Kardiotraining in Wuppertal
Um es gleich zu schreiben: Man ist zu schnell am Ende angekommen! Das Buch ist einfach zu dünn. Es gibt Fallstudien, jedenfalls will einem dies erscheinen, nach dem visuellen Galopp über die 13 hier ausgewählten Treppen(-anlagen), die sich sämtlich – mit einigen Hundert weiteren – in Wuppertal befinden und das Glück erfahren, hier in dieser sehr sauber gemachten und klar gestalteten Publikation abgebildet zu werden. Mittels einer durchgehend trockenen Fotografie, mittels Lageplänen, Aufsichtszeichnungen, Schnitten und Ansichten und sehr knappen Texten und ein paar wenigen Kennzahlen.
Auf der Suche nach dem europäischen „Stadtraum Treppe“, den man aus Italien oder Spanien wie selbstverständlich kennt, sind die Autor:innen auch in Wuppertal erfolgreich, wenngleich der Glanz der Anlagen dort sichtlich geringer ist. Wie auch die Zahl der Menschen auf ihnen, tatsächlich fehlen diese, jedenfalls auf den Fotografien. Die das Objektive unterstellende Dokumentation wiederum erzeugt ein Gefühl, hier werde vor allem sehr akademisch geschaut und die Suche auch nach dem „Urtypus Freitreppe“ wäre dann doch eher eine – allerdings hervorragend gemachte – Hauptseminarsarbeit.
Andererseits: Wer schon einmal in Wuppertal eine Treppe auf- oder abwärts genommen hat, war meistens mit sich allein. Denn auch hierzulande ist das Zufußsein eine seltene Übung geworden.

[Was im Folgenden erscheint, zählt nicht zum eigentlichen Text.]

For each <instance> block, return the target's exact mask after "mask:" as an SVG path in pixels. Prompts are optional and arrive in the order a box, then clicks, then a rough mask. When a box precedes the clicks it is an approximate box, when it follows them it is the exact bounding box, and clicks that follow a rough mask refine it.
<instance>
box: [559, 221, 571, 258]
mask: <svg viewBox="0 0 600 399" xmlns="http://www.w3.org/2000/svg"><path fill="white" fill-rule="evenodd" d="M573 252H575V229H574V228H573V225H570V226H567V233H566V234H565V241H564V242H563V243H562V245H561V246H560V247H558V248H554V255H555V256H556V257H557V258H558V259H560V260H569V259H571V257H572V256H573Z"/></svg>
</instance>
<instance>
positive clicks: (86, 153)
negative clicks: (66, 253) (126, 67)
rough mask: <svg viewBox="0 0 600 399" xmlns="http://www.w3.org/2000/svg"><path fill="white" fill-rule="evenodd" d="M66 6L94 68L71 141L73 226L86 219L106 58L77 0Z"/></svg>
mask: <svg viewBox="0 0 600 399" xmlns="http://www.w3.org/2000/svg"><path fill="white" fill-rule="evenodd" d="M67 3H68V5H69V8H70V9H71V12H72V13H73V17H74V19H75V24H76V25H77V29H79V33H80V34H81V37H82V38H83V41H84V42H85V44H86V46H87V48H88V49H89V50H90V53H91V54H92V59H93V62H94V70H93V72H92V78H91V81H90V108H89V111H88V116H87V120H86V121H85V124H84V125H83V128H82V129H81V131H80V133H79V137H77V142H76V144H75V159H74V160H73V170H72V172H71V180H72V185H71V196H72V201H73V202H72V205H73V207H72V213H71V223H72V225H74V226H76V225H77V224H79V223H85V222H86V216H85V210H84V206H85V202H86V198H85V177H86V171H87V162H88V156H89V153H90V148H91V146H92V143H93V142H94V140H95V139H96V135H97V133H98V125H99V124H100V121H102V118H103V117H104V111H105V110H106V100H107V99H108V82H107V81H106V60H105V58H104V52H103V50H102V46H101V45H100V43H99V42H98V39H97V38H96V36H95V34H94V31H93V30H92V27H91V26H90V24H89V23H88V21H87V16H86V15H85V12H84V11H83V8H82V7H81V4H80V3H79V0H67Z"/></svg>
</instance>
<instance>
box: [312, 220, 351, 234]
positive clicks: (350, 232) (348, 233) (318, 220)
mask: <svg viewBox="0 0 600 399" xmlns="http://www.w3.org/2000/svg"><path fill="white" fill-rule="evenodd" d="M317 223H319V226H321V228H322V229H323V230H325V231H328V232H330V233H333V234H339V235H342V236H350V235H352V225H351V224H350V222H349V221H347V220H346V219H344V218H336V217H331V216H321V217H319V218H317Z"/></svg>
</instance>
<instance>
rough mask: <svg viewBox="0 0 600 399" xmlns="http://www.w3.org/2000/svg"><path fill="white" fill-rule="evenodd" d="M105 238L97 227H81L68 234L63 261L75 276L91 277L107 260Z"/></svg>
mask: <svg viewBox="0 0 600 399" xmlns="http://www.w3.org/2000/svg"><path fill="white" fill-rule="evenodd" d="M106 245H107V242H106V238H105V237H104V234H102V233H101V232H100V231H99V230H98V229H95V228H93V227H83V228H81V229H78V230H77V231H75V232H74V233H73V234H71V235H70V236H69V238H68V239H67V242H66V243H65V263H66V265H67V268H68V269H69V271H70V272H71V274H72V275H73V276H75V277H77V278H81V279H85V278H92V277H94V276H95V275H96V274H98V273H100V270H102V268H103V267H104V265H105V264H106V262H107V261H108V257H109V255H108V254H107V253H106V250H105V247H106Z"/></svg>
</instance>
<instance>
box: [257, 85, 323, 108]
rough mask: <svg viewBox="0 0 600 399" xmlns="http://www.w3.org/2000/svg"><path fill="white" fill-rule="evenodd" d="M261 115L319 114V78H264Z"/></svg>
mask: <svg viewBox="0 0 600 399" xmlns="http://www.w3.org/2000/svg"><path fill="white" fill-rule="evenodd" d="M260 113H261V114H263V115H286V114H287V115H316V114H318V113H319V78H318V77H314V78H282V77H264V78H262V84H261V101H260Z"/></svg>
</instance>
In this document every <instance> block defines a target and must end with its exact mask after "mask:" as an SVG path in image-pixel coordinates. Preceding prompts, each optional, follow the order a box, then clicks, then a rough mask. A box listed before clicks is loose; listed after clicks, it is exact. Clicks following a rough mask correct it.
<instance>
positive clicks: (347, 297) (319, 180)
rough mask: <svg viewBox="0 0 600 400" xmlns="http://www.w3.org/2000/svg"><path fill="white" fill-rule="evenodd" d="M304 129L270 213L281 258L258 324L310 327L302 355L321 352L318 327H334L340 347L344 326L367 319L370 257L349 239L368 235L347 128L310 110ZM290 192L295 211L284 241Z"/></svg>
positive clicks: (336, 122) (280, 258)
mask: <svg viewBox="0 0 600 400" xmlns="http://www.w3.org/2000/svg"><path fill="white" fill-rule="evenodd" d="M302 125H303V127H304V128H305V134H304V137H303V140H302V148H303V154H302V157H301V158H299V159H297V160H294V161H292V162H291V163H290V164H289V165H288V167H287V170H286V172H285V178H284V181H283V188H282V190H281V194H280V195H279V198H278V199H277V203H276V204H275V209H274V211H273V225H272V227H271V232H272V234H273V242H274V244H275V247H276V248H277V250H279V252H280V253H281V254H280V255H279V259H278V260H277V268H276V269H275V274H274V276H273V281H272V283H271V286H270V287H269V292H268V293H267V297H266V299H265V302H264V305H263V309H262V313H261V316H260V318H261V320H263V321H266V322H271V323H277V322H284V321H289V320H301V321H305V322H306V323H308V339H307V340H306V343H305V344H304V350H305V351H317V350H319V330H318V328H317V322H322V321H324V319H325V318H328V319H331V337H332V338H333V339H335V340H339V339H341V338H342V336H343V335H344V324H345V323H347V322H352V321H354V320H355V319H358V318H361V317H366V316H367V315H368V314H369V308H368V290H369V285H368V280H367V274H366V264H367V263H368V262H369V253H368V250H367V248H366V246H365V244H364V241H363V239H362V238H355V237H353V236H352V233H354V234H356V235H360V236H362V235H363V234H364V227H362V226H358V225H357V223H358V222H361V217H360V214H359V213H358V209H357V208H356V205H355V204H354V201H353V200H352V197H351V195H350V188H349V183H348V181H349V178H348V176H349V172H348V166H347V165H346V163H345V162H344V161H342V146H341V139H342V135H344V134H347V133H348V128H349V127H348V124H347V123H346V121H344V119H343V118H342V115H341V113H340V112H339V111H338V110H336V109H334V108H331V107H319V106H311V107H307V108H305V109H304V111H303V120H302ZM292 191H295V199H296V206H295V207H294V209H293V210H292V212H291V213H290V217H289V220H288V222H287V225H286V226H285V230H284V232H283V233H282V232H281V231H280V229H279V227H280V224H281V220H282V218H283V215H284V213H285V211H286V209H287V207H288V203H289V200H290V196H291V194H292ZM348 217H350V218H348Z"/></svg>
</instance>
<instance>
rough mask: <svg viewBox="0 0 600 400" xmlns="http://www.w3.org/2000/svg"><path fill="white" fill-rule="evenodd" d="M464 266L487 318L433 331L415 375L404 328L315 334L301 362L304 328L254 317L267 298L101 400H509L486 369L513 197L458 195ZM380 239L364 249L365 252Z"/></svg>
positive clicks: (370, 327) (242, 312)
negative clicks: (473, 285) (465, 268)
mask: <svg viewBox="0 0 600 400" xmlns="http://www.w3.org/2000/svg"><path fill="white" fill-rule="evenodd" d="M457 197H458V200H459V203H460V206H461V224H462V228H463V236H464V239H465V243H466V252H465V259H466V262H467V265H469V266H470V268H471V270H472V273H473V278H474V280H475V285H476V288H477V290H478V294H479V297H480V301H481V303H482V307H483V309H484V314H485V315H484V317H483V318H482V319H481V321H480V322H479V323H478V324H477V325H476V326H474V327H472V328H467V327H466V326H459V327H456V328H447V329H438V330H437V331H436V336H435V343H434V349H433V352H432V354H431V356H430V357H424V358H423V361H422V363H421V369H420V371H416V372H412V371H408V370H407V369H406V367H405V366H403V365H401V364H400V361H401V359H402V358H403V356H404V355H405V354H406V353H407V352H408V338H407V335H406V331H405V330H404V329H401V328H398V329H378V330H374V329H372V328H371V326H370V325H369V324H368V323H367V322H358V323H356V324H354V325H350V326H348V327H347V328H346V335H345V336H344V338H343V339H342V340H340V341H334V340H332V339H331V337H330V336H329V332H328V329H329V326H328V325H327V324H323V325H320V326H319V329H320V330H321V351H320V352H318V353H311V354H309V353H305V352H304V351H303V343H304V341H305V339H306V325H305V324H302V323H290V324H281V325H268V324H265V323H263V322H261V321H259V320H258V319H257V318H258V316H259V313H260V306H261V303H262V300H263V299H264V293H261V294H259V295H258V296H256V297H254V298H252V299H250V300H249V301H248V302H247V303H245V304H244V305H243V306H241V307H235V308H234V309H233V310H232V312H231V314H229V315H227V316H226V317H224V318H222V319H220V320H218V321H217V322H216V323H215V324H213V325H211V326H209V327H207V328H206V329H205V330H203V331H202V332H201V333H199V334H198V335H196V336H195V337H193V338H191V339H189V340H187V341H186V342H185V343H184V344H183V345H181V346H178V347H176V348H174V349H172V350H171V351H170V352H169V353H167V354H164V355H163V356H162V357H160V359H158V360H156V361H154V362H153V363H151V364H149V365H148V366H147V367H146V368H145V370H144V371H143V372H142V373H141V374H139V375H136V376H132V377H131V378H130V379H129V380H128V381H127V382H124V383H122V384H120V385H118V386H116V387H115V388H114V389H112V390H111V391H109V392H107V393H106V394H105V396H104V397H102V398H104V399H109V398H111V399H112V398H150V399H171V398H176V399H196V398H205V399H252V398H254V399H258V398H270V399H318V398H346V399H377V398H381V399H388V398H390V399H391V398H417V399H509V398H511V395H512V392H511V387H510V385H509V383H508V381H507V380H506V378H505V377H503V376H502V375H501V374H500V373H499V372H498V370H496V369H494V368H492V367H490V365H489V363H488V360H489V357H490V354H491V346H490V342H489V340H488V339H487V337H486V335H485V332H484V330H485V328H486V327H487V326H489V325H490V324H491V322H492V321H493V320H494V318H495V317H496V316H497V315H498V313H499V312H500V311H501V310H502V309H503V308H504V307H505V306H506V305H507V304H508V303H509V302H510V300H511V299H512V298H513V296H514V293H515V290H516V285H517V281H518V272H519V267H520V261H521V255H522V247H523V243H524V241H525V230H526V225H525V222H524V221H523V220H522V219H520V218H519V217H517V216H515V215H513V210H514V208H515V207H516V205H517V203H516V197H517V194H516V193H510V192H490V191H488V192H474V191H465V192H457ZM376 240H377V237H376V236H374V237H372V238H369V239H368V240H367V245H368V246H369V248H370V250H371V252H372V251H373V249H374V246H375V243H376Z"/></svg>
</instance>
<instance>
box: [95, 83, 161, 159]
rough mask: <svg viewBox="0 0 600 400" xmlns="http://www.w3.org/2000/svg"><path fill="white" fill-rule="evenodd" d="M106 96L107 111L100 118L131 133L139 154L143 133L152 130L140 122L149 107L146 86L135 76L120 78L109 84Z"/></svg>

Damit hält einem die Arbeit vor Augen, was der Begründer der „Scalalogie“, Friedrich Mielke, einmal behauptete, dass nämlich Treppenbilder Spiegelbilder der Menschheitsgeschichte sind. „Schrecklich langweilige Treppen“ standen Mielke für eine langweilige Gesellschaft. Das Buch zeigt keine Langeweile; im Gegenteil zeigt es gestaltete Stadträume, die leer sind, still stehen (eine ist wegen Frostschäden gar geschlossen) und die auf Wiederbelebung warten. Was nicht nur aus Gründen eines Kardiotrainings en passant äußerst wünschenswert wäre! Be. K.